Is there a reason to go to all that effort?
What's the goal?
If the world building and cultural history of your own world sounds like too much effort, maybe you are not "creative"? No need to invent the wheel when there are genres and highly-specific sub-genres with ready-made worlds built-in.
Narrative-tropes include settings the reader already knows. An author uses stock characters in situations that don't require a backstory, shorthand so the reader can go straight to the action.
'Slop' fiction is not new. Worlds can be shallow and broad like Star Wars, where honestly the less backstory the better because it only embarrasses from the lack of coherency. That's not the point.
'Intelligent' world building is also appealing, where the setting is narrow (a world-building conceit that defines the story), or deep (the story evolves from the themes, characters are representative of their environment).
It's not a binary. Readers who enjoy slop-punk-pew-pew-yee-haw can also enjoy ponderous-god-fated-galactic-dynasties.... Sometimes it's not about the details, it's about how the story is told.
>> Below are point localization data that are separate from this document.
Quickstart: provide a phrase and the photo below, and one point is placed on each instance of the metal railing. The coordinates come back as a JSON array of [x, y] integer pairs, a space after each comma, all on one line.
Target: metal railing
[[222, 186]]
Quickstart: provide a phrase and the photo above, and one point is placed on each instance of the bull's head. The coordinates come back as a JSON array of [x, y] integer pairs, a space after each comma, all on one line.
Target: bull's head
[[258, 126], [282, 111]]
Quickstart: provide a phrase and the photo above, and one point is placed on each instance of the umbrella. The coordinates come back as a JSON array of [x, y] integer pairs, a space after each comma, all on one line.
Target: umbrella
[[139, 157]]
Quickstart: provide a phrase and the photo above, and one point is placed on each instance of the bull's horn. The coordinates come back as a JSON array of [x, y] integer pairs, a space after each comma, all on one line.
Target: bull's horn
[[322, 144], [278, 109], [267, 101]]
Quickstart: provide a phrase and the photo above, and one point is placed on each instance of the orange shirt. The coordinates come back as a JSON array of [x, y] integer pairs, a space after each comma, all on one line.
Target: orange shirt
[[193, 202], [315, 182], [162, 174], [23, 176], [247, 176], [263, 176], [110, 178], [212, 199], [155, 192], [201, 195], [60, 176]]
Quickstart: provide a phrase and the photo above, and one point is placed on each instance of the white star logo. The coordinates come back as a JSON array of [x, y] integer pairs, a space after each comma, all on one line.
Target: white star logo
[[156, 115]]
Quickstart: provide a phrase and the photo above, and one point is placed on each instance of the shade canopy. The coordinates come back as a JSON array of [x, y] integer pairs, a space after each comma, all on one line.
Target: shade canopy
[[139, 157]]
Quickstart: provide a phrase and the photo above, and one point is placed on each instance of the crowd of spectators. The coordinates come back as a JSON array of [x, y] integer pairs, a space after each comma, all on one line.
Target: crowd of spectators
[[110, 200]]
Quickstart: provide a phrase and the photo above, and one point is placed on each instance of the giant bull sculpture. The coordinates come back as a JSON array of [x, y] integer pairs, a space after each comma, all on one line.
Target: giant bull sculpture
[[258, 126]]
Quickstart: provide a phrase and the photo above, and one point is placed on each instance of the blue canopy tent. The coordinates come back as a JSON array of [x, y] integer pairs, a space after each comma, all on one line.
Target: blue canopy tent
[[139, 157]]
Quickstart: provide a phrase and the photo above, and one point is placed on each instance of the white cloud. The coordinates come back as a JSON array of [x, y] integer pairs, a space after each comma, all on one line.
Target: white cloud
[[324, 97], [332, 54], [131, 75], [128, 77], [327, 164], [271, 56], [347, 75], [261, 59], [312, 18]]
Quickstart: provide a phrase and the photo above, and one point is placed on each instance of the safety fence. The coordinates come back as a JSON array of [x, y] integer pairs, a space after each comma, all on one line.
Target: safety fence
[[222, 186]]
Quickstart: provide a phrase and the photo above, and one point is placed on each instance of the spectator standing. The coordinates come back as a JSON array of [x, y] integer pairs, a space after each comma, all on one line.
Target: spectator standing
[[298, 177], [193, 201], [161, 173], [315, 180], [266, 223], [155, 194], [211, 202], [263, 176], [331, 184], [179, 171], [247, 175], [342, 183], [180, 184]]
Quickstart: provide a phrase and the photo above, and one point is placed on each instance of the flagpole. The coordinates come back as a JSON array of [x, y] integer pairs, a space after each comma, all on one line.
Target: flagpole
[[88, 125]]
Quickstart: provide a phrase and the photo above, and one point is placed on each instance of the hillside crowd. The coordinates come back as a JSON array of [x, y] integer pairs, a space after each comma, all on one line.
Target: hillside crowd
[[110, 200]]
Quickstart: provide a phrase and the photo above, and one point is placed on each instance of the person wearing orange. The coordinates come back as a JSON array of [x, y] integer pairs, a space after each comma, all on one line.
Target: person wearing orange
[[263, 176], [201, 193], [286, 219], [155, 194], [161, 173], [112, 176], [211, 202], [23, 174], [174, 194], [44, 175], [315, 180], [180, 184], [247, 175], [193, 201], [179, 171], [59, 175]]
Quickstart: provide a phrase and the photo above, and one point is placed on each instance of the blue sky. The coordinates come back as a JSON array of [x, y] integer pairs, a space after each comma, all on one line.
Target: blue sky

Creativity is not wasted effort
World building without a story might be its own creative goal. There are no constraints on what should or should not be significant. The inclusion of events is up to the author.
This is Writing, where world building is in service to a story. the presumption is that world-building is a communication tool, and the author mostly hints at a submerged iceberg that is not directly seen in the finished work, but is evident through subtext, environmental storytelling, and culture-coded details.
Sophisticated world-building is subtle and pervasive, punk world-building is fast and loud. Some genres promise 'cozy' to signal scope and scale, while others are signaling their credentials within literary or historic context.
World-building should not lore-dump the begats of a thousand-year reign of un-eventful rulers. That is an exercise in filler-content. We have AI for this now, it is not even creative just faking the obsessive completeness of fanfiction.
If a story requires a coherent timeline of events, the author should plot (at least) the parts that are relevant, or that need clarity. But respect the reader's suspension of disbelief. The goal is to spark their imagination so the reader believes they know the world already. It's always better to allow them to fill in the gaps with their own possibilities, than to kill imagination with a lot of filler and trivia.